Adding, "Recruiting is probably the hardest thing I’ve done in the Army."
The Army National Guard Recruiting and Retention NCO of the Year is Sgt. 1st Class Tavia L. Syme.
Syme grew up in Columbia Falls, Mont., and enlisted in the Army Reserve in 1989 as an administrative specialist.
After a break in service, she returned to the Army Reserve and deployed with her unit in support of Operation Iraqi Freedom. In 2008 she applied and was selected for a recruiting and retention NCO position in the Montana National Guard.
She is the mother of three children who have all followed in her footsteps. Her oldest son, Brandon, serves in the U.S. Navy, her daughter, Auttem, and her youngest son, Joseph, serve in the Montana Army National Guard.
Her awards and decorations include the Meritorious Service Medal, the Army Commendation Medal, and the Global War on Terrorism Expeditionary Medal along with the Expert Recruiter Badge and Army National Guard Director’s Recruiting and Retention NCO of the Year Ring.
Sgt. 1st Class Daniel R. Lucas Jr. is the U.S. Army Reserve Recruiter of the Year.

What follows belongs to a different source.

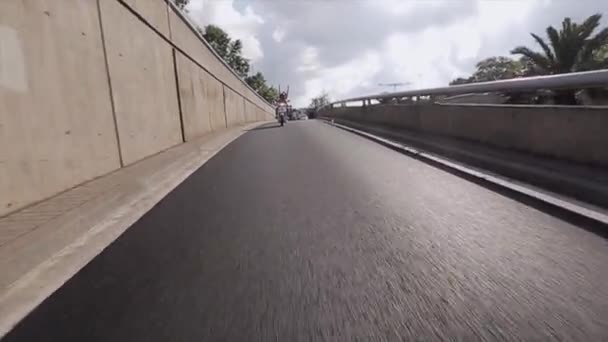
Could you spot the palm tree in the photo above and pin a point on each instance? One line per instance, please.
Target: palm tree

Lucas enlisted in the West Virginia Army National Guard in April 1997 from Scott Depot, W. Va., and upon completion of initial entry training returned to Scott Depot and was assigned as a utilities equipment repair technician.
He is married to the former Patricia Winters and they have three children: Kathryn, manager of a local cosmetics company; Amanda, who is in the Army Reserve and is currently serving in Afghanistan; and David, who is on active duty and has served a short tour in Africa and a year in Iraq.
His awards and decorations include the Army Commendation Medal, the Army and Reserve Component Achievement Medal, the Military Outstanding Volunteer Service Medal and Armed Forces Reserve Medal with Bronze Hourglass.
In January 2000, he transferred to the U.S. Army Reserve and subsequently attended the basic recruiter course at Fort Jackson, S.C.
Lucas is assigned to the 1st Medical Recruiting Battalion, Fort Meade, Md., and his recruiting station recruits only doctors and nurses.
"We are able to fill most of our foxholes" he said, "but in medical recruiting it’s tougher to get those specialty jobs filled. We have to have more precision to analyze our markets … and pinpoint the individuals we’re going after."
These three great noncommissioned officers were selected from thousands of their fellow recruiters – all of whom are serving the nation selflessly during time of war.
All three have clearly demonstrated that they are the "Best of the Best."
As our special guests at the Annual Meeting, they along with the Drill Sergeants and AIT Platoon Sergeant of the Year will attend all professional development events and receive awards from the Army leadership during the Eisenhower Luncheon on Tues., Oct. 11.
AUSA’s Annual Meeting starts bright and early Monday morning Oct. 10, at the Walter E. Washington Convention Center.
Join us for three days of professional development, meet these three NCOs and many other award winning, world-class noncommissioned officers attending this year’s Annual Meeting.